Most pet owners consider their animals to be members of the family. So, if something happens to a beloved pet, their human owners are usually devastated. We often assume that our animal companions feel some sort of affection for us, too. But one dog in particular proved the depths to which a dog’s devotion could go.
In the summer of 1923, Frank and Elizabeth Brazier set out from their home in Silverton, Oregon for trip to Indiana. With them for the ride was their collie mix, Bobbie. He spent most of the drive sitting on top of the luggage in the backseat.
Everything was going just fine until the couple stopped to put gas in their car when they were nearing their destination. While they were stopped, some stray dogs approached the Brazier’s car, growling and barking at Bobbie.
This terrified the poor dog, who took off running, with the mangy strays following after him. Worried about their beloved dog, the Braziers started a search. They drove all around town, made phone calls, and even placed an ad in the local newspaper. But no one ever called to say they had found him, and he never showed back up.
The heartbroken Braziers finally had to leave Indiana after their visit without Bobbie. They left instructions for their friends to keep Bobbie if someone should happen to find him after their departure. They were even prepared to pay for him to be returned home to Oregon by train if anyone found him, no matter the cost.

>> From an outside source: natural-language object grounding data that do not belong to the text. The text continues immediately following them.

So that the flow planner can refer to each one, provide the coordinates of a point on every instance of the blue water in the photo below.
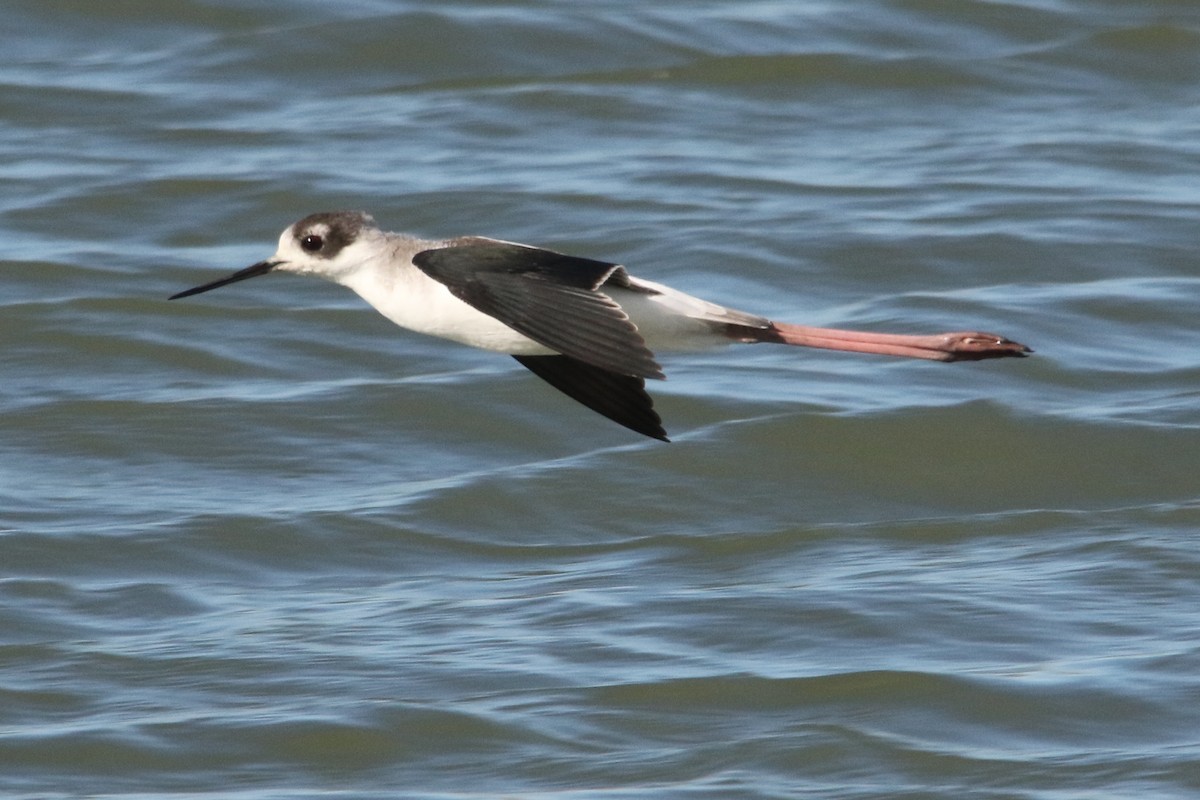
(262, 543)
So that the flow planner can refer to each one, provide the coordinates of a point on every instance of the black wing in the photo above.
(622, 398)
(551, 298)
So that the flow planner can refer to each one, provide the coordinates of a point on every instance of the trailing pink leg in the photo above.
(961, 346)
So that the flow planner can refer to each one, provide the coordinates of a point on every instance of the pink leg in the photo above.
(961, 346)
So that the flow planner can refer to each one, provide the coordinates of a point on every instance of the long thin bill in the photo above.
(251, 271)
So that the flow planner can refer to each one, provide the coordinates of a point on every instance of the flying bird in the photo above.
(587, 328)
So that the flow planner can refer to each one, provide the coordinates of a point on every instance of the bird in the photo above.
(586, 326)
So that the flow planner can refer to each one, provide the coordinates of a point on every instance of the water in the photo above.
(261, 543)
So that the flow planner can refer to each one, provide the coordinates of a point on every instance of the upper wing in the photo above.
(622, 398)
(551, 298)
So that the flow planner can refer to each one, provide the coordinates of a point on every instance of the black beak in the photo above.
(251, 271)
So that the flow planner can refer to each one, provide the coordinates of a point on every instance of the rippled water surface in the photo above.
(262, 543)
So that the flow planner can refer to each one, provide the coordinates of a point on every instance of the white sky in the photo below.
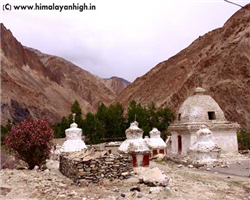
(124, 38)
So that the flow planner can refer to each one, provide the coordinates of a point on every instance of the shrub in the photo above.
(6, 161)
(31, 140)
(243, 140)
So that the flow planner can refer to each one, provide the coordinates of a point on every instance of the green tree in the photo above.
(63, 126)
(76, 108)
(92, 129)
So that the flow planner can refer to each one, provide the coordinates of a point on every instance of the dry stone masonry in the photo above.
(94, 166)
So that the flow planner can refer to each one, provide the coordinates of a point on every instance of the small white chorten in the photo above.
(74, 140)
(204, 150)
(136, 146)
(155, 142)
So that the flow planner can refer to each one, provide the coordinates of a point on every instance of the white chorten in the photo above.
(74, 140)
(136, 146)
(204, 150)
(134, 141)
(155, 141)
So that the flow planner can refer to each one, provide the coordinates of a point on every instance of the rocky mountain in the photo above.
(116, 84)
(219, 61)
(36, 84)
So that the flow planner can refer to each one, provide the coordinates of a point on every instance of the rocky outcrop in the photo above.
(219, 61)
(96, 166)
(116, 84)
(36, 84)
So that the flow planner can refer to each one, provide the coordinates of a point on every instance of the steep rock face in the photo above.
(35, 84)
(219, 61)
(116, 84)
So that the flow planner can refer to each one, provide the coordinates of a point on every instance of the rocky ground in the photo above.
(185, 183)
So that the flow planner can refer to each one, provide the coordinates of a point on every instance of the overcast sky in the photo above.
(124, 38)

Six months after their return home, the Braziers had given up hope of ever seeing their dog again. But it was on that day that Elizabeth Brazier’s daughter from a previous marriage saw a dog who bore a striking resemblance to Bobbie roaming the streets of Silverton.
But it wasn’t just a dog that looked like Bobbie. It was Bobbie, though he now had matted fur and sore feet from his nearly 3000-mile trek from Indiana to Oregon.
But just how did Bobbie find his way home?
Once Bobbie’s story became national news, people began writing letters to the Braziers to tell them how they had helped Bobbie. As it turned out, he had some help from many friendly people he met along his way. He first lucked out by heading in the right direction, due west. Along the way, he somehow remembered the gas stations and inns the Braziers had stayed in on their way to Indiana. People at each location fed Bobbie and let him stay.
At a rate of about 14 miles per day, Bobbie walked his way back to Silverton, Oregon to be reunited with his ecstatic owners. Along the way, it is believed he swam across at least one river and crossed the Continental Divide in the middle of winter.
Bobbie became a celebrity almost overnight. Silverton gave him the key to the city, and he received bags full of fan mail. He was also given a special medal by the Humane Society. When he died in 1927, after an illness, he was buried with honors at the Humane Society’s Portland pet cemetery. Rin Tin Tin even placed a wreath on his grave. He is still celebrated every year in Silverton’s yearly children’s pet parade.